Because the challenged counts advance claims under Illinois law, the court must apply the statute of limitations that applies under Illinois law along with "any rules that are an integral part of the statute of limitations, such as tolling and equitable estoppel." Indep. Trust Corp. v. Stewart Info. Servs. Corp., 665 F.3d 930, 935 (7th Cir. 2012) (internal quotation marks omitted). The applicable statute of limitations is provided by the Illinois Local Government and Governmental Employees Tort Immunity Act, 745 ILCS 10/1-101 et seq., which provides in relevant part:
No civil action other than an action described in subsection (b) [which is limited to actions arising out of "patient care" and so is irrelevant to this case] may be commenced in any court against a local entity or any of its employees for any injury unless it is commenced within one year from the date that the injury was received or the cause of action accrued.
745 ILCS 10/8-101(a).
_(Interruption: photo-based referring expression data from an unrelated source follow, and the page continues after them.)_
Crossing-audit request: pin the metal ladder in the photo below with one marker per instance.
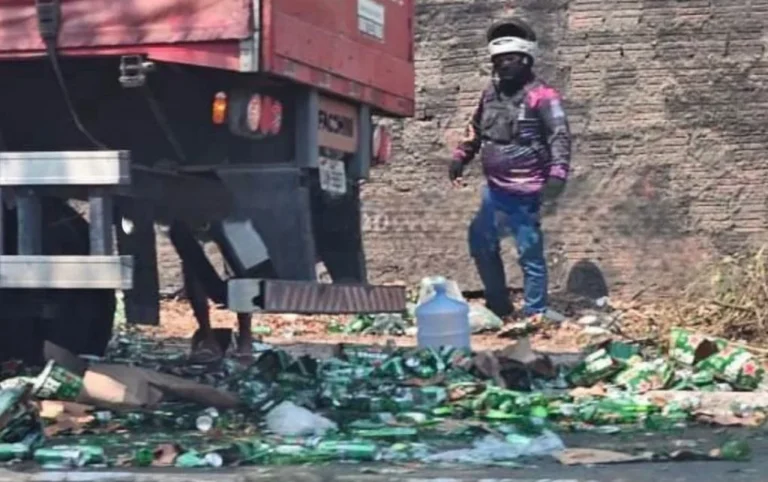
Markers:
(96, 173)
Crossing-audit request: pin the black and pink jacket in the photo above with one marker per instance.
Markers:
(523, 139)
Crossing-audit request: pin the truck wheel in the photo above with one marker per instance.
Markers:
(78, 320)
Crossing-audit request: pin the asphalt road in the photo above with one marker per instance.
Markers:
(545, 469)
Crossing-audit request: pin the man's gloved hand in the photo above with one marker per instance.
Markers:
(456, 172)
(553, 188)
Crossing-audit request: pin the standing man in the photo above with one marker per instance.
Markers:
(522, 134)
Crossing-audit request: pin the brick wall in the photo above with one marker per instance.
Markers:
(667, 102)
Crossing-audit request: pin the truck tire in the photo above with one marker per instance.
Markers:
(78, 320)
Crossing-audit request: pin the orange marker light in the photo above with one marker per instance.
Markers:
(219, 113)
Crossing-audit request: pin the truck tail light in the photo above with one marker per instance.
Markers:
(219, 111)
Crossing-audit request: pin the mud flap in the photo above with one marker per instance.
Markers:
(142, 303)
(277, 201)
(338, 232)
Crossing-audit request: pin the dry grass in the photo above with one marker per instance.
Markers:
(729, 299)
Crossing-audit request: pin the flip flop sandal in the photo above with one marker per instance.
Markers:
(204, 356)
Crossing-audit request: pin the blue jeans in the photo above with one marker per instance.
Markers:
(502, 215)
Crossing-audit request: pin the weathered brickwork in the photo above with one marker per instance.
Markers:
(667, 102)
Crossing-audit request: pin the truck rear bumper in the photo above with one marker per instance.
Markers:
(308, 297)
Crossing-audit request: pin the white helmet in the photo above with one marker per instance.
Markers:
(512, 36)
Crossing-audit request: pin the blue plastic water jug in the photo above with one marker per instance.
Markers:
(442, 321)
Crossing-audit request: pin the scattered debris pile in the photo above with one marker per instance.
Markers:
(146, 406)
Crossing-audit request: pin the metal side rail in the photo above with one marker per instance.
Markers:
(308, 297)
(24, 174)
(66, 272)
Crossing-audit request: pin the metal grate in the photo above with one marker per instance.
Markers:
(280, 296)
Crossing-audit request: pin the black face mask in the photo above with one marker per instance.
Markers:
(512, 75)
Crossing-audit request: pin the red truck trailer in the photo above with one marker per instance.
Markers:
(248, 122)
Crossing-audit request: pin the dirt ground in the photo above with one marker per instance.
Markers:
(178, 322)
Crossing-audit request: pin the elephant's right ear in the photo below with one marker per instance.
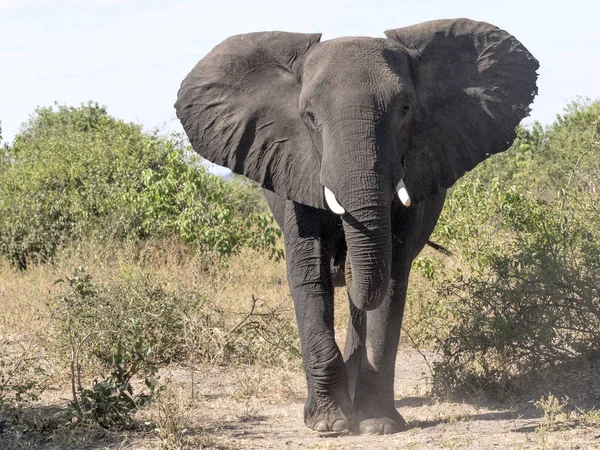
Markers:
(239, 108)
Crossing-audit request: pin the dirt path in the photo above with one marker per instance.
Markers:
(262, 408)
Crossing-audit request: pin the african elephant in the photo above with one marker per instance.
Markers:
(355, 141)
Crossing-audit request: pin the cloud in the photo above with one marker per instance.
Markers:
(593, 37)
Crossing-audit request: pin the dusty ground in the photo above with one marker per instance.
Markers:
(262, 408)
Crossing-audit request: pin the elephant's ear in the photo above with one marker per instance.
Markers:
(474, 83)
(239, 108)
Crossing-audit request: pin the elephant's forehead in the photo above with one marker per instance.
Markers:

Sroga does not dispute that the City is a "local entity" and that the Police Defendants are "its employees." And it is undisputed that the incident complained of occurred on November 17, 2010, and that Sroga did not sue until over two years later, on November 19, 2012. But Sroga advances six grounds for rejecting the City's argument that his state law claims are time-barred-at least his opposition brief, read generously, could be understood to advance six such arguments, and because Sroga is pro se, the court will consider each of those arguments. See Erickson v. Pardus, 551 U.S. 89, 94 (2007) ("A document filed pro se is to be liberally ...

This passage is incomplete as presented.